2,5 milhões de assinaturas em 36 horas

O professor Dirk de Graaf, especialista em abelhas da Universidade de Gand, continua muito cético. Com base numa pesquisa realizada pelas universidades de Wageningen e Gand, De Graaf conclui que, embora as abelhas morram sob o efeito de neonicotinóides em ambiente laboratorial, tal não acontece no exterior, nas cercanias das colmeias. Segundo ele, o ácaro varroa é o maior assassino das abelhas. Refere a Austrália, onde os neonicotinóides são utilizados na agricultura e onde a varroa não está presente.

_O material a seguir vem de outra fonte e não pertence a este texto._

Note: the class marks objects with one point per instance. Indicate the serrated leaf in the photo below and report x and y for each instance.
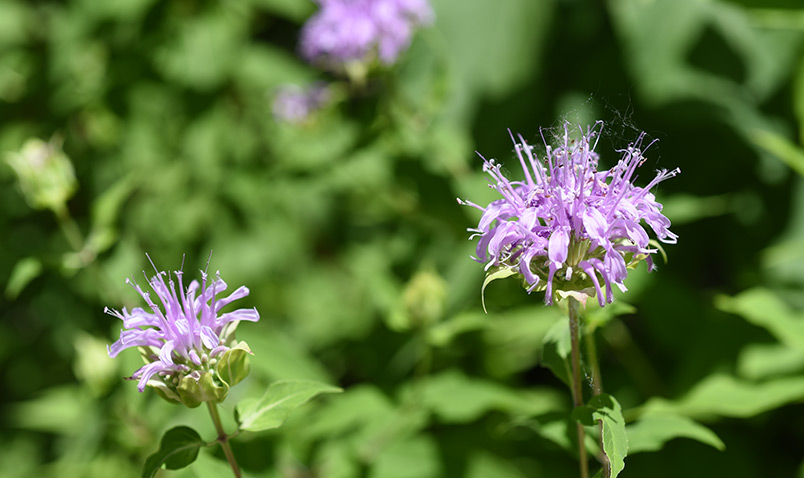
(178, 448)
(727, 396)
(780, 147)
(416, 457)
(105, 210)
(25, 270)
(500, 273)
(556, 349)
(605, 409)
(651, 432)
(278, 402)
(456, 398)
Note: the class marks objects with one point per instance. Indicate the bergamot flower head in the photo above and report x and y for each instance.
(346, 32)
(189, 349)
(568, 227)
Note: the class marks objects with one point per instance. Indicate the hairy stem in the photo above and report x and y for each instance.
(597, 389)
(577, 391)
(223, 438)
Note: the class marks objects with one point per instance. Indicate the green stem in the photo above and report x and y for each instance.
(69, 228)
(597, 389)
(577, 391)
(223, 438)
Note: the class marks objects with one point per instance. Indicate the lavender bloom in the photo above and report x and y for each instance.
(568, 226)
(185, 338)
(345, 31)
(295, 104)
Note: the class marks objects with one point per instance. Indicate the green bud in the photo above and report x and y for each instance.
(234, 366)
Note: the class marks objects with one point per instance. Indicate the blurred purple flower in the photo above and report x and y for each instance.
(294, 104)
(345, 31)
(185, 336)
(568, 226)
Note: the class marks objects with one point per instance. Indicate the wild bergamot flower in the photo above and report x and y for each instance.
(568, 226)
(349, 31)
(188, 346)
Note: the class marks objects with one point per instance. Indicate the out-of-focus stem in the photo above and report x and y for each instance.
(597, 389)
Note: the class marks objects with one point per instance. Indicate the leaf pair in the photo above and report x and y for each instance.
(180, 445)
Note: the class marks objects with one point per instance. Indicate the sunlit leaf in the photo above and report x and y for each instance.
(762, 361)
(278, 402)
(765, 309)
(605, 409)
(727, 396)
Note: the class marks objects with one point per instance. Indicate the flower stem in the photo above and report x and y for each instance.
(223, 438)
(597, 389)
(577, 391)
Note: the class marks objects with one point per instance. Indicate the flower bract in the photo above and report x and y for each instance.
(187, 344)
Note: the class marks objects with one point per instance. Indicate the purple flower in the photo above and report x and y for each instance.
(568, 226)
(345, 31)
(295, 104)
(186, 337)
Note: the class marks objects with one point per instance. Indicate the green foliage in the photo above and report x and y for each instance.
(278, 402)
(178, 448)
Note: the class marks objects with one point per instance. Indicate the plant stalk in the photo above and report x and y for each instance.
(577, 391)
(597, 389)
(223, 438)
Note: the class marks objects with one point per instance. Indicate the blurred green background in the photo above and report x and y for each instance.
(346, 229)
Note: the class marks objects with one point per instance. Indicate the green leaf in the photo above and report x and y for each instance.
(605, 409)
(25, 270)
(484, 465)
(763, 308)
(499, 273)
(178, 448)
(278, 402)
(234, 365)
(727, 396)
(651, 432)
(762, 361)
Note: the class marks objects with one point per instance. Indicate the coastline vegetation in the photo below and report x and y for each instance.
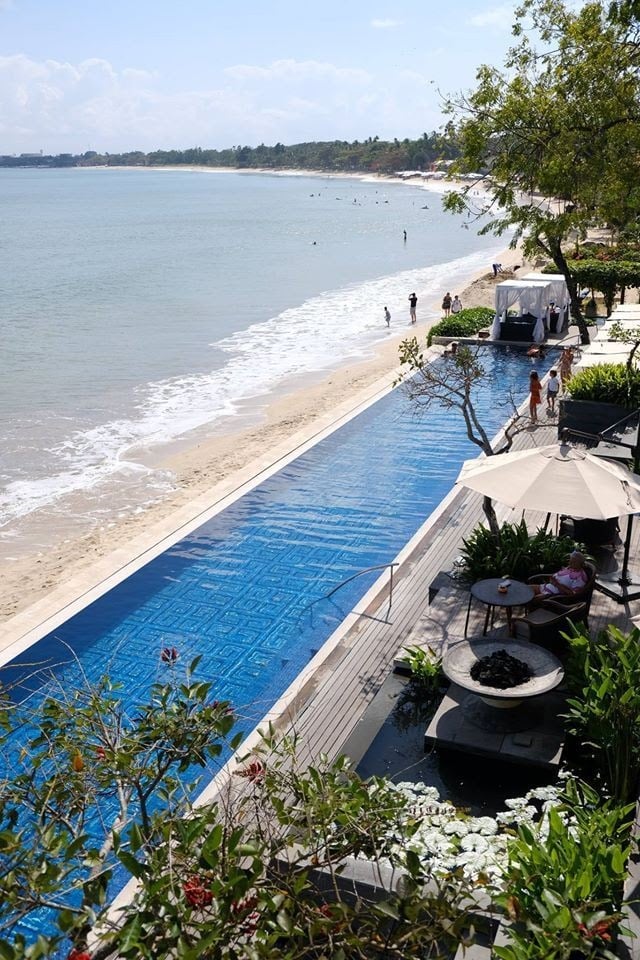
(372, 155)
(558, 128)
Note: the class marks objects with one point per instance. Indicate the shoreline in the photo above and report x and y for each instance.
(210, 464)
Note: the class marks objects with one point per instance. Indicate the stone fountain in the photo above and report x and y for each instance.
(518, 723)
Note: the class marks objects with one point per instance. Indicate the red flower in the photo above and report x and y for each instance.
(599, 929)
(196, 894)
(247, 903)
(254, 772)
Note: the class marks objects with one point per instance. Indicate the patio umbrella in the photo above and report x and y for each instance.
(556, 479)
(560, 479)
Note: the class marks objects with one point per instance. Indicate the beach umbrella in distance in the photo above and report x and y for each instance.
(555, 479)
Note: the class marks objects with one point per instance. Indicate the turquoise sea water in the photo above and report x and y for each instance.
(140, 305)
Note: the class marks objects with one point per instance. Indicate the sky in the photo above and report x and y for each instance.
(118, 75)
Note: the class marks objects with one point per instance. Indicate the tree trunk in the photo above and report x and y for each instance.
(490, 514)
(576, 309)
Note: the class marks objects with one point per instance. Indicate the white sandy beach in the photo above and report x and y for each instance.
(212, 467)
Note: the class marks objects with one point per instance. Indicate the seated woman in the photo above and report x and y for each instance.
(571, 579)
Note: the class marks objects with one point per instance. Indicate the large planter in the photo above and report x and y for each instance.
(588, 416)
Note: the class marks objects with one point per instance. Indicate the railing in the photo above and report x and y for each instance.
(354, 576)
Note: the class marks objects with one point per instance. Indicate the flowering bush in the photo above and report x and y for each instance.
(446, 839)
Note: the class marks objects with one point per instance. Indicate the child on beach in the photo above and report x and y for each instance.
(553, 386)
(535, 398)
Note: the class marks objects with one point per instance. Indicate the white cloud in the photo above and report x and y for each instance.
(385, 24)
(501, 16)
(69, 108)
(297, 70)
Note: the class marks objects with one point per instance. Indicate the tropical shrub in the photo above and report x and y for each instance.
(563, 894)
(604, 708)
(425, 666)
(464, 324)
(607, 383)
(516, 553)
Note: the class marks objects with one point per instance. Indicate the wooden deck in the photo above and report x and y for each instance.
(346, 684)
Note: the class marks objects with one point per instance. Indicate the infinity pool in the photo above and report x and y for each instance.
(245, 590)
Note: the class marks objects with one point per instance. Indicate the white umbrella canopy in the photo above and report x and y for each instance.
(555, 479)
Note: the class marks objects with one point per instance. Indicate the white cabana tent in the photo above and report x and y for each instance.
(532, 298)
(559, 293)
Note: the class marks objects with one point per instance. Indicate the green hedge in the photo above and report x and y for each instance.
(463, 324)
(607, 383)
(518, 554)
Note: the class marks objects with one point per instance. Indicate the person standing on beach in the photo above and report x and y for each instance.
(553, 386)
(535, 395)
(566, 359)
(413, 300)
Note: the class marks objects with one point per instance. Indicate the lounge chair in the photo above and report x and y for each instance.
(544, 624)
(583, 595)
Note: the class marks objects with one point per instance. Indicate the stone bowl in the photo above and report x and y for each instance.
(547, 671)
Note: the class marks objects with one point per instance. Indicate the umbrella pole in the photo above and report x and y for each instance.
(625, 579)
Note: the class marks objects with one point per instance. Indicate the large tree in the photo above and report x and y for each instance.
(557, 129)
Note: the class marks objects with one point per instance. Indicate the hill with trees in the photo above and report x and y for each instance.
(372, 155)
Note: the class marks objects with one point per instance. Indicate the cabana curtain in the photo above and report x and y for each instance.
(533, 298)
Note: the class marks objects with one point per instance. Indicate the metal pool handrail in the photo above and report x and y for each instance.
(359, 573)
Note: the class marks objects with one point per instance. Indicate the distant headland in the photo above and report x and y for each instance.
(367, 156)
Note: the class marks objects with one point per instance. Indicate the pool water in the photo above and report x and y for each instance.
(245, 590)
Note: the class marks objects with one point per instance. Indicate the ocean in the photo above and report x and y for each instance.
(141, 305)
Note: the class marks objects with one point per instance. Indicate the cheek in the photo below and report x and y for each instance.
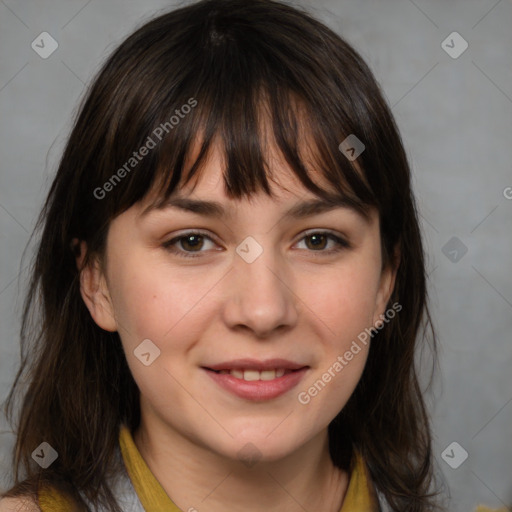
(344, 300)
(153, 301)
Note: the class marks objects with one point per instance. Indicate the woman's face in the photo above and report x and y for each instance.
(263, 295)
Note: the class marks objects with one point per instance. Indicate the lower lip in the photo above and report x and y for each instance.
(258, 390)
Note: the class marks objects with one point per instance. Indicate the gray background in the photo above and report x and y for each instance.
(455, 116)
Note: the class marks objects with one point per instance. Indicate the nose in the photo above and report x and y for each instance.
(260, 296)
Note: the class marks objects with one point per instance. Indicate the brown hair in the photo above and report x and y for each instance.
(224, 59)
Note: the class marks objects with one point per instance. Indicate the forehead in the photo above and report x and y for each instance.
(206, 194)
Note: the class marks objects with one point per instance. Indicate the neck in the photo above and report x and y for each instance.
(198, 479)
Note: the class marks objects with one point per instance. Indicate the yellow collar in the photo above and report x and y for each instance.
(151, 494)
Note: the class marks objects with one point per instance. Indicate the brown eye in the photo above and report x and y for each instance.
(318, 242)
(188, 244)
(192, 242)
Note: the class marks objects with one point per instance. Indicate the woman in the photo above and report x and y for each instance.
(232, 282)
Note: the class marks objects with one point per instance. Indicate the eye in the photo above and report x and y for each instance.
(190, 245)
(319, 239)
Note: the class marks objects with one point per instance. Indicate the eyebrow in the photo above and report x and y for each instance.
(298, 211)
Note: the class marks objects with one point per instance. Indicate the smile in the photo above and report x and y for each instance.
(257, 381)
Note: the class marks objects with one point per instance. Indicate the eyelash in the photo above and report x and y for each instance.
(341, 243)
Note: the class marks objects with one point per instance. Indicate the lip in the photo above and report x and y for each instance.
(259, 390)
(255, 364)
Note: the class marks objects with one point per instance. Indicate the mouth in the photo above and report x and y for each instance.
(253, 375)
(257, 380)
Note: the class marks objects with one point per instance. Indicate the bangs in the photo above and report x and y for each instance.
(251, 90)
(251, 127)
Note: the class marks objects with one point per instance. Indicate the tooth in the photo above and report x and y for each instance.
(251, 375)
(268, 375)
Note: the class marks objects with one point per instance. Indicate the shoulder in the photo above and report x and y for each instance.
(19, 504)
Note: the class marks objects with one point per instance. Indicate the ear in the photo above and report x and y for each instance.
(387, 284)
(94, 289)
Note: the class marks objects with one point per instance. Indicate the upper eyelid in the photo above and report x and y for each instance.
(309, 232)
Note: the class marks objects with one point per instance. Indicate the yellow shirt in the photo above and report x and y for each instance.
(359, 497)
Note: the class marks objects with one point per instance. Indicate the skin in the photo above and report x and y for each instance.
(296, 301)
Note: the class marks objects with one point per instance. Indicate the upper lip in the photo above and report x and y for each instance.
(254, 364)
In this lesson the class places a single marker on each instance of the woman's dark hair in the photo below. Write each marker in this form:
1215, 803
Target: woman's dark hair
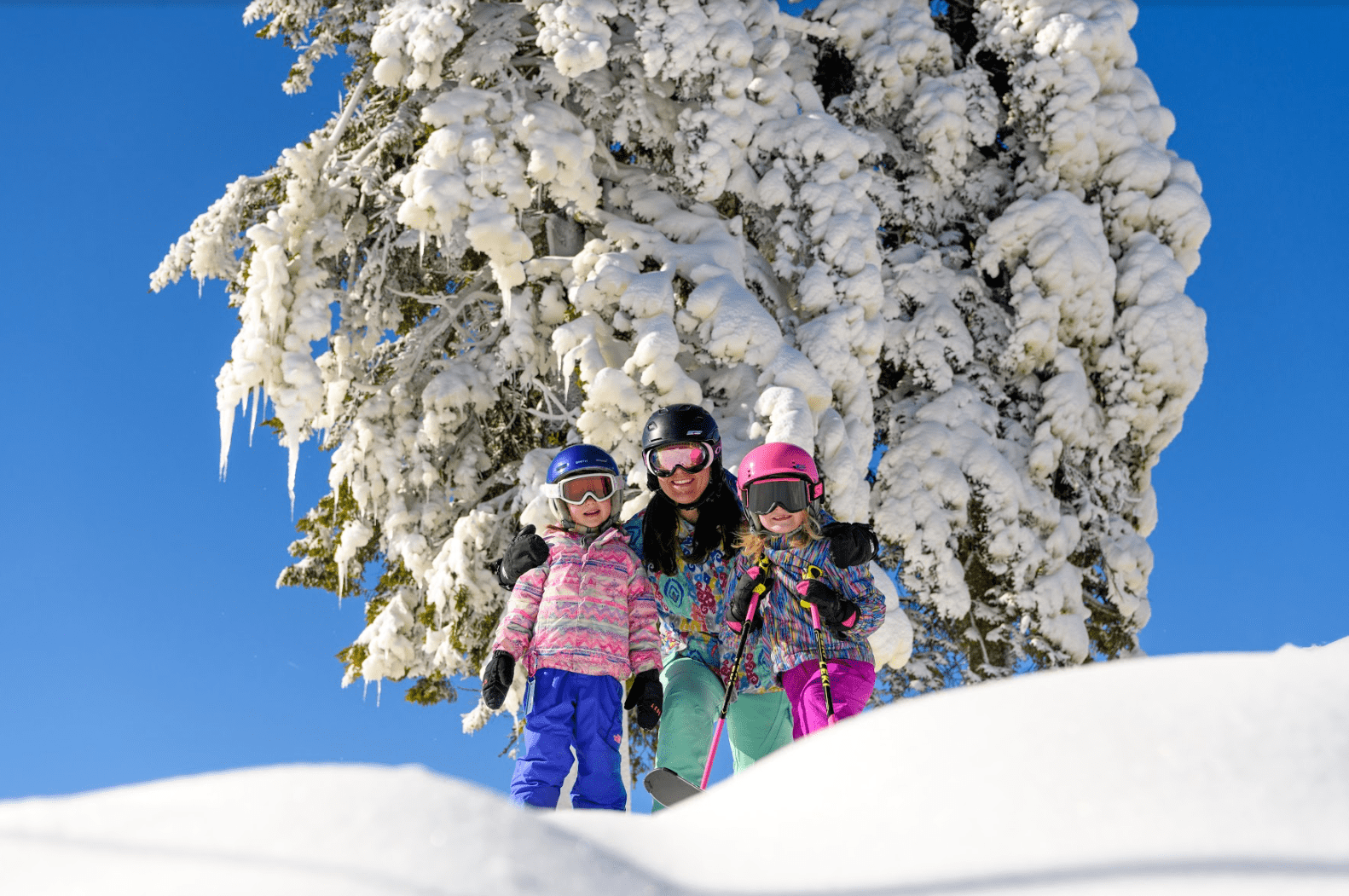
718, 521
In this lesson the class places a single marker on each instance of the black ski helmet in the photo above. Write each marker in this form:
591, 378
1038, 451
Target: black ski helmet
681, 423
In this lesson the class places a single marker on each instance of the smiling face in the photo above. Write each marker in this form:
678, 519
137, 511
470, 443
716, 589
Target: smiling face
593, 513
686, 488
781, 523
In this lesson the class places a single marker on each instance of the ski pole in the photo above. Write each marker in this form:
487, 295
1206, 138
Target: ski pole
760, 590
815, 572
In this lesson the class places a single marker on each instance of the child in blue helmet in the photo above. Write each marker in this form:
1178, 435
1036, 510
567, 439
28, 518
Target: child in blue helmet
582, 624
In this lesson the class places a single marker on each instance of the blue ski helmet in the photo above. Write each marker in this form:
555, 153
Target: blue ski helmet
576, 460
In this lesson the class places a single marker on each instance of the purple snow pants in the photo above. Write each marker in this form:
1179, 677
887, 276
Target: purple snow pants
850, 685
564, 711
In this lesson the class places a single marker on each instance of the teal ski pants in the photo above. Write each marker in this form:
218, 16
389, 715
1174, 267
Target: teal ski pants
756, 724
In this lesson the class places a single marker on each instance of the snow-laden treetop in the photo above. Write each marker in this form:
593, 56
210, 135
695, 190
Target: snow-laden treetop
945, 247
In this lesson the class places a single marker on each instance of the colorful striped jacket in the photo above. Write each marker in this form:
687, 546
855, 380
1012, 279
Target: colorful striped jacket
590, 609
787, 625
690, 606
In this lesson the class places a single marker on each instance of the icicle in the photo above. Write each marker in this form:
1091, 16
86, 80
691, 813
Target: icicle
227, 430
252, 402
290, 477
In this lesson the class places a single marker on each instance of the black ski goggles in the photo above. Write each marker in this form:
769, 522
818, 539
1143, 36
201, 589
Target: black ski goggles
761, 495
693, 456
600, 486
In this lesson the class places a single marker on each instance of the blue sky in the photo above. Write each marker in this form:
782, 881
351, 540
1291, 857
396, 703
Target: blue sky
139, 621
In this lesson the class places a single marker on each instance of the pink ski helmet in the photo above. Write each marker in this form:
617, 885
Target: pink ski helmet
776, 462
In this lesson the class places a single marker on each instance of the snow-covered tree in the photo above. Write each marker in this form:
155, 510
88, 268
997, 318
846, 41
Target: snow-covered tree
943, 246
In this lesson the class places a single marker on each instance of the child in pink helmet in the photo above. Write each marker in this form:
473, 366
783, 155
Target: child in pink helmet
813, 606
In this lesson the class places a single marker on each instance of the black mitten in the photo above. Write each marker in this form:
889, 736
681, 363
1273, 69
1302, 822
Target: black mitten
850, 543
739, 604
525, 552
837, 613
496, 678
648, 697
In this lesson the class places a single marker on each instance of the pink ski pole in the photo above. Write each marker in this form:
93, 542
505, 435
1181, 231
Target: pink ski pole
762, 569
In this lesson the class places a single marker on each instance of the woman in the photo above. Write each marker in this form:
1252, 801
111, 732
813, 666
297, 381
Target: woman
686, 536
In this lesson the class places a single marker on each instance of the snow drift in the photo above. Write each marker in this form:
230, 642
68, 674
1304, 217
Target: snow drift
1179, 775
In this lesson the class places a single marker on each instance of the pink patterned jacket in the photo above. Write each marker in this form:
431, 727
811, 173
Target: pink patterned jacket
588, 609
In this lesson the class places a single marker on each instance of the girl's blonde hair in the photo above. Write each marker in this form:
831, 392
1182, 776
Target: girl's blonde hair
755, 543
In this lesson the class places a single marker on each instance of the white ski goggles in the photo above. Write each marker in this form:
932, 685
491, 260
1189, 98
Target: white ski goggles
579, 488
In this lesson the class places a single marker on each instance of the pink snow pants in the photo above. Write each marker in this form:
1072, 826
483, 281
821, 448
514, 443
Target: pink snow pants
850, 685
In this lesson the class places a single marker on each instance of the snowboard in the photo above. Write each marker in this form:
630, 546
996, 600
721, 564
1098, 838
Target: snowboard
668, 787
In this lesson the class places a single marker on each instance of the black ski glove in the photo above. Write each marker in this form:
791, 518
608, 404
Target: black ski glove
525, 552
739, 604
496, 678
850, 543
837, 613
648, 697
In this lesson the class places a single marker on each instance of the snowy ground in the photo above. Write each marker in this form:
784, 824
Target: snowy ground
1205, 773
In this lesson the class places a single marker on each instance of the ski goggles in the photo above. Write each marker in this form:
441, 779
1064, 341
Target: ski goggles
692, 456
577, 490
761, 495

Aí, as taxas de mortalidade são muito mais baixas. "O inseticida é um elemento da equação, mas não o único", explica, acrescentando que "a proibição terá algum efeito, mas não vai resolver o problema".

Para muitas pessoas, o destino das abelhas é uma questão altamente emotiva. A petição, no site da Avaaz, recolheu 2,5 milhões de assinaturas num período de 36 horas. E aguarda-se a estreia flamenga do documentário intitulado More Than Honey [Mais do que mel], a 20 de março. Se o filme tiver êxito, é improvável que o zumbido venha a cessar em breve.